Yeah, I'm super impressed by the work you're doing with your printer.  That makes me want to order one too.

I know you've gone into detail on your printing set-up before, but 64 pages...  Can you give the quick rundown on your machine and the materials you're running?

Stefan
Stefan GRM+ Memberand MegaDork
8/9/19 12:43 p.m.
TVR Scott said:

Yeah, I'm super impressed by the work you're doing with your printer.  That makes me want to order one too.

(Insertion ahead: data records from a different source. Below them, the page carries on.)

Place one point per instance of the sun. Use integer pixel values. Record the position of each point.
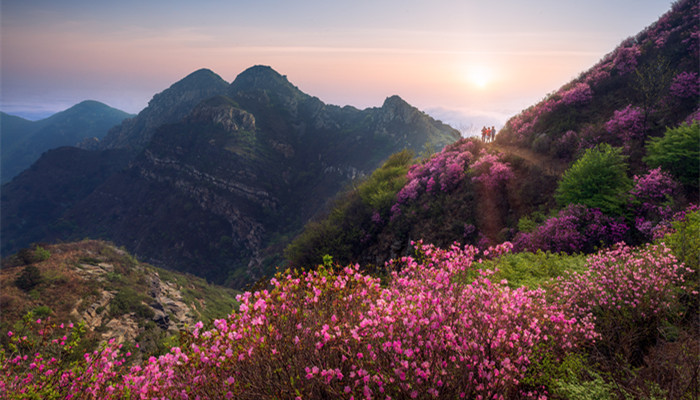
(479, 76)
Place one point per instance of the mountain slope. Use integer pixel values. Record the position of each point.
(236, 174)
(482, 193)
(169, 106)
(115, 295)
(23, 141)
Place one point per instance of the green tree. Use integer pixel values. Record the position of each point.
(678, 152)
(598, 179)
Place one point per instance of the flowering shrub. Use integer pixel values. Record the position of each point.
(328, 334)
(651, 198)
(626, 57)
(338, 334)
(685, 84)
(444, 170)
(580, 93)
(576, 228)
(626, 124)
(40, 362)
(490, 171)
(630, 291)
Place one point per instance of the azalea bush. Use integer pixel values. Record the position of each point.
(574, 229)
(631, 292)
(626, 125)
(652, 200)
(337, 333)
(677, 151)
(598, 179)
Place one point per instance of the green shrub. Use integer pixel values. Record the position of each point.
(533, 269)
(678, 152)
(598, 180)
(42, 312)
(684, 241)
(41, 254)
(29, 278)
(127, 301)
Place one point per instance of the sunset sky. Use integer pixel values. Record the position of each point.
(465, 62)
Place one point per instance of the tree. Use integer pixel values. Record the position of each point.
(598, 180)
(678, 152)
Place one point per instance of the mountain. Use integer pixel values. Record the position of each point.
(105, 287)
(219, 186)
(169, 106)
(644, 92)
(24, 141)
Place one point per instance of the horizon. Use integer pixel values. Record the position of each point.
(465, 64)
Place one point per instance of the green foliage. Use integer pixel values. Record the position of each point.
(534, 269)
(596, 389)
(41, 254)
(678, 152)
(528, 223)
(598, 180)
(684, 241)
(127, 301)
(29, 278)
(379, 191)
(327, 260)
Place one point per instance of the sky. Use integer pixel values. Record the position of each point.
(466, 62)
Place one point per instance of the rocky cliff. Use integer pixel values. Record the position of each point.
(217, 191)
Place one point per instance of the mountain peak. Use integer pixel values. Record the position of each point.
(262, 77)
(198, 79)
(395, 102)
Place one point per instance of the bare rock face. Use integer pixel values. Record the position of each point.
(222, 112)
(166, 302)
(169, 106)
(221, 177)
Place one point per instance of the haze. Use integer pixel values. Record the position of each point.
(466, 62)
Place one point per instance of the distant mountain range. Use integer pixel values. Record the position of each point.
(210, 175)
(23, 141)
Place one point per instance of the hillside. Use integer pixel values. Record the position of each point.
(24, 141)
(113, 294)
(216, 186)
(486, 193)
(579, 278)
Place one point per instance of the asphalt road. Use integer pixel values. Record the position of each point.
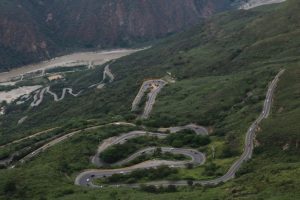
(197, 158)
(62, 138)
(85, 178)
(155, 87)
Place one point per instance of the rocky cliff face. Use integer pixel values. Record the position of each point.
(34, 30)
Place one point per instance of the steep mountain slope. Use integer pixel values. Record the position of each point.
(222, 69)
(34, 30)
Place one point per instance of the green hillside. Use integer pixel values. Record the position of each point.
(222, 70)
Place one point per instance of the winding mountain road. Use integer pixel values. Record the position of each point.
(155, 87)
(86, 178)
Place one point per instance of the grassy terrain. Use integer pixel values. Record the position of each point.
(222, 71)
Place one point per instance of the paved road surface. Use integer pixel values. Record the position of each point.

I know you've gone into detail on your printing set-up before, but 64 pages...  Can you give the quick rundown on your machine and the materials you're running?

There is a 3D printer thread or two around that might be a better fit for that discussion.  I'll try to find it and post the link here.

https://grassrootsmotorsports.com/forum/off-topic-discussion/who-has-a-3d-printer/153409/page1/

https://grassrootsmotorsports.com/forum/off-topic-discussion/can-we-stop-posting-links-to-useful-3d-printer-fil/155982/page1/

TVR Scott
TVR Scott GRM+ Memberand HalfDork
8/9/19 1:51 p.m.

In reply to Stefan :

Thanks!

R56fanatic
R56fanatic New Reader
8/9/19 3:52 p.m.

Here's a couple of quick pics of what I have done with 3D printing and carbon fiber.  Designs were done in FreeCAD, sliced with Cura.  I'm now learning Fusion360.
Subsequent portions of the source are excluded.